NATURE BY DESIGN

From 2019 through 2022, the Cooper Hewitt’s exhibitions emphasized the theme of nature, both in its 2019 Design Triennial and in exhibitions featuring objects from the permanent collection.  In support of this theme, our team designed nine discrete but related exhibitions for the museum’s historic second floor.

Titled Nature by Design, the multiple shows explore the myriad ways throughout history that designers have been inspired by nature. For each show, our team collaborated closely with a wide range of curators and museum leadership to ensure that the each show maintains a its unique identity while combining to create a unified overall presentation.

The exhibitions are tied together through the use of a strong graphic identity, developed by designer Kelly Sung.  Each show includes a colorful text banner whose palette is derived from the objects in the show. Highlights are shown below.

Botanical Expressions

This exhibition traces the use of botanical forms in the decorative arts of the late 18th through the early 20th centuries. The show includes stellar objects from well known designers such as Christopher Dresser, Emile Gallé, William Morris, and Louis Comfort Tiffany as well as historic reference books and botanical drawings.

 

The gallery features two large, permanently-installed glass display cases.  These cases  typically include solid interior partitions for two-sided viewing and display.  For this show, all interior partitions were removed, allowing sculptural objects to be seen in the round and to provide a greater sense of openness within the show.

Gallery walls were painted a light green tone and left largely blank, to create a calm within the space and heighten the focus on the objects within the cases.

Wall graphics taken from period drawings add interest in key areas.

On view from 2019 through 2022, the exhibition was curated by Emily Marshall Orr.

Cochineal

American cochineal [Dactylopius coccus], a small parasitic insect that feeds on the prickly pear cactus, was for centuries the source of the most coveted red pigment in the world. Although it was replaced by synthetic dyes in the 19th and 20th centuries, Cochineal remains of interest to designers for its wide range of natural hues and its artistic, cultural, and economic significance for indigenous peoples of Mexico and the Andean highlands of South America.

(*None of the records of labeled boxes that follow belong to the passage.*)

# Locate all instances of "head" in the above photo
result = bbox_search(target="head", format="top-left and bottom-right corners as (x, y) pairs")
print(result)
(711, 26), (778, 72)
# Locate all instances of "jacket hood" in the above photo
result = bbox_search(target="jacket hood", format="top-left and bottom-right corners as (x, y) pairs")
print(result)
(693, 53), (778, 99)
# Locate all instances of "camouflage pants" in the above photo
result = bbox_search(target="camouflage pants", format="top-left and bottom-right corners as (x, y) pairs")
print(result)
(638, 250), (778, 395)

This exhibition brings together a variety of objects made with or related to Cochineal, including a wide variety of contemporary design objects.  A custom wallpaper with an abstract world map, designed by Gloria Cortina, is highlighted on one of the gallery walls.

Botanical Lessons

This exhibition explores the 19th-century intersection of nature and design in the through models and illustrated books. Highlighting the exhibition are thirteen colorful models made by the R. Brendel Company and on loan from the National Museum of American History.

Dating from the late 19th and early 20th century, each model features a custom aluminum lift to create an organic, naturalistic effect within the display case.

PAISLEY

Photo: Kelly Sung

 

The teardrop-shaped motif popularly known as paisley has persisted for centuries, and its design variations over time reflect the diversity of natural forms.  This exhibition highlighted seldom-seen objects from the museum’s collection, including numerous oversized shawls from the 18th and 19th centuries, juxtaposed with new fashion acquisitions making use of the timeless motif.

After Icebergs

In the summer of 1859, Frederic Edwin Church (1826–1900)—the most celebrated American landscape painter of his time—journeyed to Newfoundland and Labrador to study and sketch icebergs in preparation for a monumental oil painting. This exhibition collects standout examples of Church’s studies, displaying them in the Carnegie Mansion’s iconic Teak Room.

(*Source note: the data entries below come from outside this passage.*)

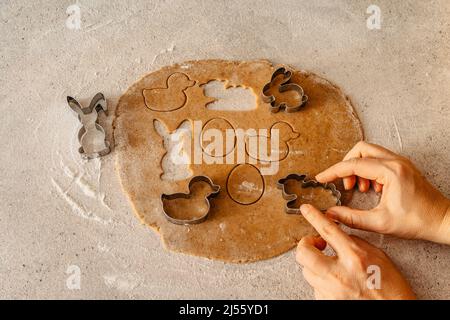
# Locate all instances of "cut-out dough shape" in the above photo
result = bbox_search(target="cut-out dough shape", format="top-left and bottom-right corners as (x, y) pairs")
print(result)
(153, 119), (192, 181)
(142, 72), (195, 112)
(200, 118), (236, 157)
(227, 163), (265, 205)
(161, 176), (220, 225)
(245, 121), (300, 162)
(114, 60), (363, 263)
(202, 80), (256, 112)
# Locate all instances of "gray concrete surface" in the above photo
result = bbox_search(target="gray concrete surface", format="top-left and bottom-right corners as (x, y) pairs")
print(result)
(0, 0), (450, 299)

Chruch was accompanied on the voyage by his friend Louis Legrand Noble, whose book chronicling the adventure, After Icebergs with a Painter: A Summer Voyage to Labrador and Around Newfoundland, inspired this show’s title.  In a time of climate change and sea level rise, the exhibition reminds us that icebergs are portions of melting glaciers, and offers a moment to reflect on the fragility of the natural world.